城塞都市ゴートンは、内陸最大の防衛拠点となった。
やがて国が四つに纏まり、人類の夜明けと共に戦争が終わった今日では、陸の貿易都市として成り立っているが、その軍事施設としての機能は損なわれていない。
レムズ川の北岸に沿うように広がる街全体を大きく囲んだ、幾基もの巨大な防御塔を繋ぐ巨大な市壁。
幾つものバリスタを並べられる厚さを誇るその上部には、狭間胸壁と出し狭間が隙間なく設けられている。
〝城塞都市〟
その名に恥じぬ堅牢な趣は、街というより超巨大な城と呼ぶべき異様な佇まいを見せていた。
橙色に染まりゆく空に、藍色と赤紫を壮大に塗ったような雲が流れる時間。
シュバイン商会の隊商は、大地に長い影を落としながら、この城塞都市に近付いていった。
ただし、左右を防御塔に守られた大きな楼門から街の中に入るのではなく、街の外側を囲む市壁のさらに外側に隣接した隊商宿に入っていく。
近年ゴートンは人口過密に悩まされており、無計画な建築によって街は複雑化していると聞いている。
市壁の中にはもう敷地がないため、一定の敷地を必要とする現代の隊商宿は、壁の外側に増築するしかなかったのだろう。
隊商宿に着いた隊商は、自由時間に入った。
隊商宿から街へ入るため、一度宿の門から街の外へ出て、改めて楼門を目指して歩いて行く。
フルプレートに身を包み、ハルバートを構えた無駄に豪華な兵士たちの見守る中、深い堀を渡るための大きな跳ね橋を渡り、両脇を門塔で固めたゲートハウスの下を潜って歩いて行く。
上に設置された無数の矢狭間を見上げながら、吊り下げられた落とし格子の下を潜り、市壁の内側へ入っていく。
こうして市街地へと辿り着いたミラアとフィーネの視界に映る街並みは、他の都市のそれとは大きく異なっていた。

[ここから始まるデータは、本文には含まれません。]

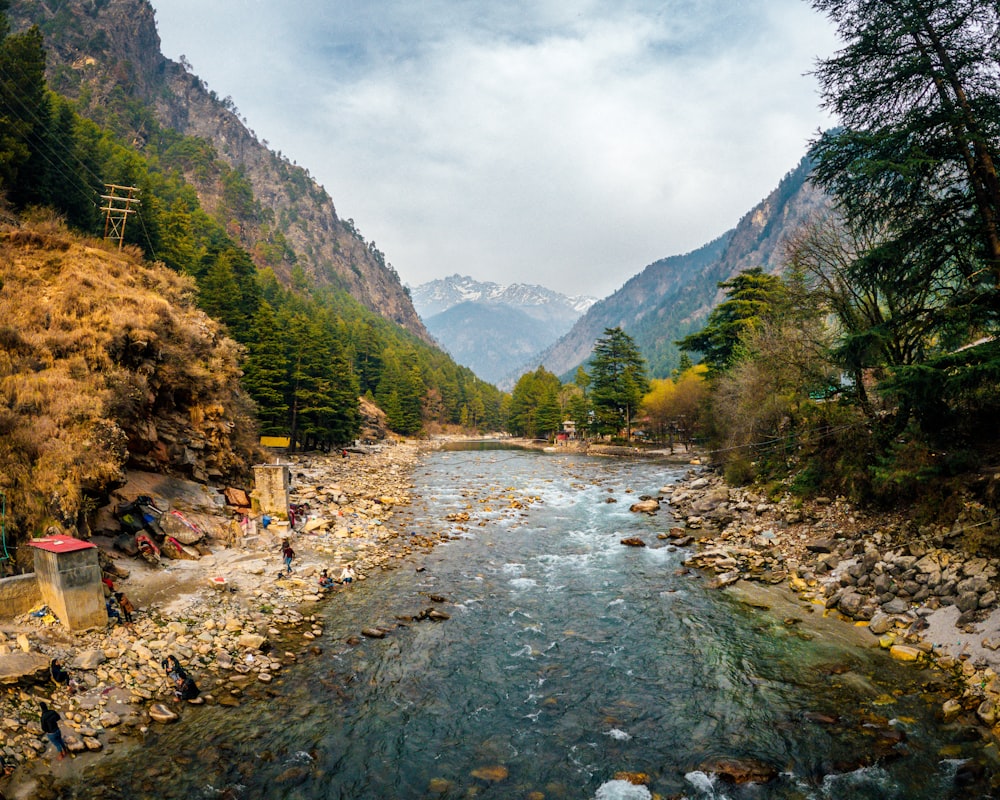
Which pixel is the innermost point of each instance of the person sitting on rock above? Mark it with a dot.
(173, 668)
(60, 676)
(185, 688)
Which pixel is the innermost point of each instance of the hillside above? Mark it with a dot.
(673, 296)
(105, 363)
(106, 56)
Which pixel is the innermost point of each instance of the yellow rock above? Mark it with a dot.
(902, 652)
(635, 778)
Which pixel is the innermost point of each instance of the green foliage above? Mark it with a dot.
(749, 296)
(914, 173)
(619, 382)
(534, 405)
(309, 352)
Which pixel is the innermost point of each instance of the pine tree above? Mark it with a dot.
(749, 296)
(619, 381)
(265, 373)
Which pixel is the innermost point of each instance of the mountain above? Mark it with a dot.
(494, 329)
(106, 57)
(673, 296)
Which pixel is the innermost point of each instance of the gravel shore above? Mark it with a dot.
(229, 634)
(917, 592)
(923, 593)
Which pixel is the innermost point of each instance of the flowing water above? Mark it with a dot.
(568, 658)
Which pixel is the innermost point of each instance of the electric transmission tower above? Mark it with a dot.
(120, 201)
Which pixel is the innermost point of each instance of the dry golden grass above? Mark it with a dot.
(96, 344)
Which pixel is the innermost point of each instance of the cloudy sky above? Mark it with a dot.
(563, 142)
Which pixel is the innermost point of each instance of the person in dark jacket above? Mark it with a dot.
(173, 668)
(185, 689)
(50, 727)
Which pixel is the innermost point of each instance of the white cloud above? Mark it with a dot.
(535, 142)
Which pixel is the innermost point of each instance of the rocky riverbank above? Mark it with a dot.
(924, 592)
(232, 635)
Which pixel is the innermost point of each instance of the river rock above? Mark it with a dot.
(110, 720)
(160, 713)
(18, 666)
(967, 602)
(251, 641)
(740, 770)
(896, 606)
(494, 774)
(904, 652)
(89, 659)
(850, 603)
(951, 709)
(881, 623)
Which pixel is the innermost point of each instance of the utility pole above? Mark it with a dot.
(120, 200)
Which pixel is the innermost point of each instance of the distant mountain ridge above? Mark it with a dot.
(491, 328)
(439, 295)
(673, 296)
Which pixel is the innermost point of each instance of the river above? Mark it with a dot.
(567, 660)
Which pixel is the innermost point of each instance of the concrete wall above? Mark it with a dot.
(19, 594)
(70, 584)
(270, 491)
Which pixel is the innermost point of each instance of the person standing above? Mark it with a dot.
(287, 555)
(50, 727)
(126, 606)
(61, 677)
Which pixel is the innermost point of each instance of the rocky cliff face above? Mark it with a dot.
(673, 296)
(101, 50)
(105, 364)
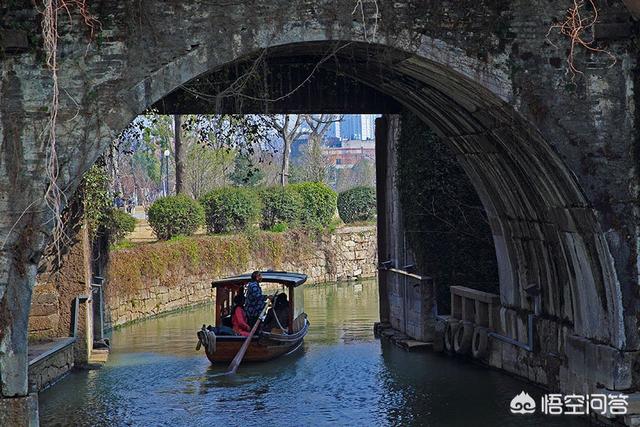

辛うじて歪んだ格子状に区画整理されてはいるものの、一階が店舗になっている集合住宅が窮屈に並んでいる。
それらの家屋は全て奥行きを設けているのだろうが、高さの割に幅が狭く、正面から見るとひどく縦長に見える。
ハーフティンバー様式の三階から五階建てのものが多く、屋根の急傾斜はそこに屋根裏部屋の存在を物語っている。
少しでも空間を利用したいという想いがあるのだろう、上層階が道側に迫り出している建物が多く見られ、その分道の上にあるべき空間が狭くなっているといった有様だ。
そんな通りの採光はひどいもので、まだ夕方だというのに狭い大通りは既に暗く、歩いているだけで上から圧迫されるような気分になる。
敷石で舗装されつつも曲がりくねった道を、フィーネはミラアと共に歩いていく。
相変わらず涼しい顔をしながらも、物珍しと街を見て回るミラアを尻目に、フィーネも久しく見るこの街の姿に圧倒されていた。
曲がりくねった道が狭く、どの建物も背が高いせいで、街並などおろか空さえもロクに見えない。
上を見上げれば、道の左右に立つ建物の上層階の隙間に、遠く狭い空が見えるという程度。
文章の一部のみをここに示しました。